Create /mod/my_blog/views/default/resources/my_blog/all.php:

<?php
$titlebar = "All Site My_Blogs";
$pagetitle = "List of all my_blogs";

$body = elgg_list_entities(array(
    'type' => 'object',
    'subtype' => 'my_blog',
));

$body = elgg_view_title($pagetitle) . elgg_view_layout('one_column', array('content' => $body));

echo elgg_view_page($titlebar, $body);

The elgg_list_entities function grabs the latest my_blog posts and passes them to the object view file. Note that this function returns only the posts that the user can see, so access restrictions are handled transparently.

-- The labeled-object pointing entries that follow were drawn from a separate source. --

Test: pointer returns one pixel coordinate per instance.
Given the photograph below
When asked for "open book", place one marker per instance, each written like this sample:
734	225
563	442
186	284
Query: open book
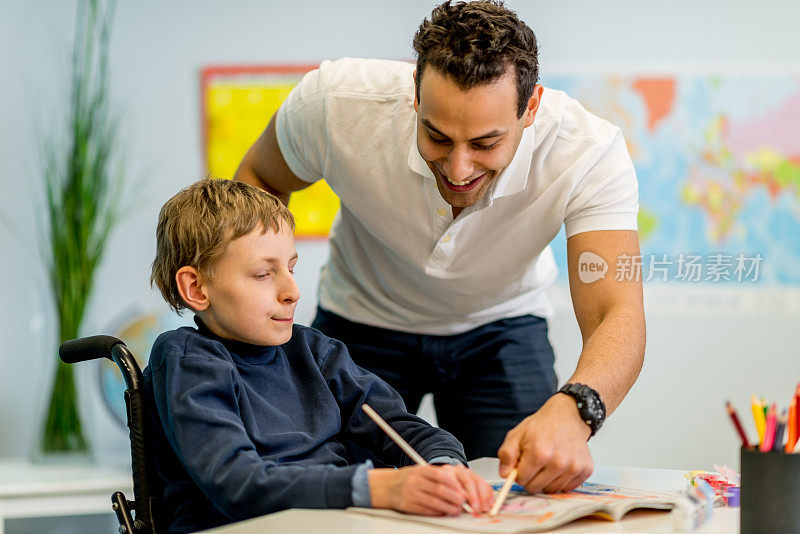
523	512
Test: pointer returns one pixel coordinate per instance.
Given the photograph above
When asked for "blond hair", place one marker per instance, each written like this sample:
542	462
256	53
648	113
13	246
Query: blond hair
196	226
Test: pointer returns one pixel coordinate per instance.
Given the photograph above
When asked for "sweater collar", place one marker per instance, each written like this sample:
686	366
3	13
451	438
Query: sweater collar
246	352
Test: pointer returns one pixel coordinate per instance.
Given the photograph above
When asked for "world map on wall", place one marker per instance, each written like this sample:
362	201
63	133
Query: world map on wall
718	163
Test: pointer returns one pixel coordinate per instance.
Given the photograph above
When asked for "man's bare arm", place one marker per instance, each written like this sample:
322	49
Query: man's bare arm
610	315
549	447
264	167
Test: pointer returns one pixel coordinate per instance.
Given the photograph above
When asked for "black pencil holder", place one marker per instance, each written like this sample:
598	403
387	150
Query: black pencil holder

The function (and its cousins) also transparently handles pagination and even creates an RSS feed for your my_blogs if you have defined that view.

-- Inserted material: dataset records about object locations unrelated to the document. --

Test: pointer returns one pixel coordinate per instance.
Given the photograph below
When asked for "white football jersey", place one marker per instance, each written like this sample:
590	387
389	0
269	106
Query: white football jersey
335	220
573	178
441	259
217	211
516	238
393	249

The list function can also limit the my_blog posts to those of a specified user. For example, the function elgg_get_logged_in_user_guid grabs the Global Unique IDentifier (GUID) of the logged in user, and by giving that to elgg_list_entities, the list only displays the posts of the current user:

echo elgg_list_entities(array(
    'type' => 'object',
    'subtype' => 'my_blog',
    'owner_guid' => elgg_get_logged_in_user_guid()
));

Next, you will need to modify your my_blog page handler to grab the new page when the URL is set to /my_blog/all. Change the my_blog_page_handler function in start.php to look like this:

function my_blog_page_handler($segments) {
    switch ($segments[0]) {
        case 'add':
           echo elgg_view_resource('my_blog/add');
           break;

        case 'view':
            $resource_vars['guid'] = elgg_extract(1, $segments);
            echo elgg_view_resource('my_blog/view', $resource_vars);
            break;

        case 'all':
        default:
           echo elgg_view_resource('my_blog/all');
           break;
    }

    return true;
}

Now, if the URL contains /my_blog/all, the user will see an “All Site My_Blogs” page. Because of the default case, the list of all my_blogs will also be shown if the URL is something invalid, like /my_blog or /my_blog/xyz.

You might also want to update the object view to handle different kinds of viewing, because otherwise the list of all my_blogs will also show the full content of all my_blogs. Change /mod/my_blog/views/default/object/my_blog.php to look like this:

<?php
$full = elgg_extract('full_view', $vars, FALSE);

// full view
if ($full) {
    echo elgg_view('output/longtext', array('value' => $vars['entity']->description));
    echo elgg_view('output/tags', array('tags' => $vars['entity']->tags));

// list view or short view
} else {
    // make a link out of the post's title
    echo elgg_view_title(
        elgg_view('output/url', array(
            'href' => $vars['entity']->getURL(),
            'text' => $vars['entity']->title,
            'is_trusted' => true
    )));
    echo elgg_view('output/tags', array('tags' => $vars['entity']->tags));
}

Now, if full_view is true (as it was pre-emptively set to be in this section), the object view will show the post’s content and tags (the title is shown by view.php). Otherwise the object view will render just the title and tags of the post.

The end

There’s much more that could be done, but hopefully this gives you a good idea of how to get started.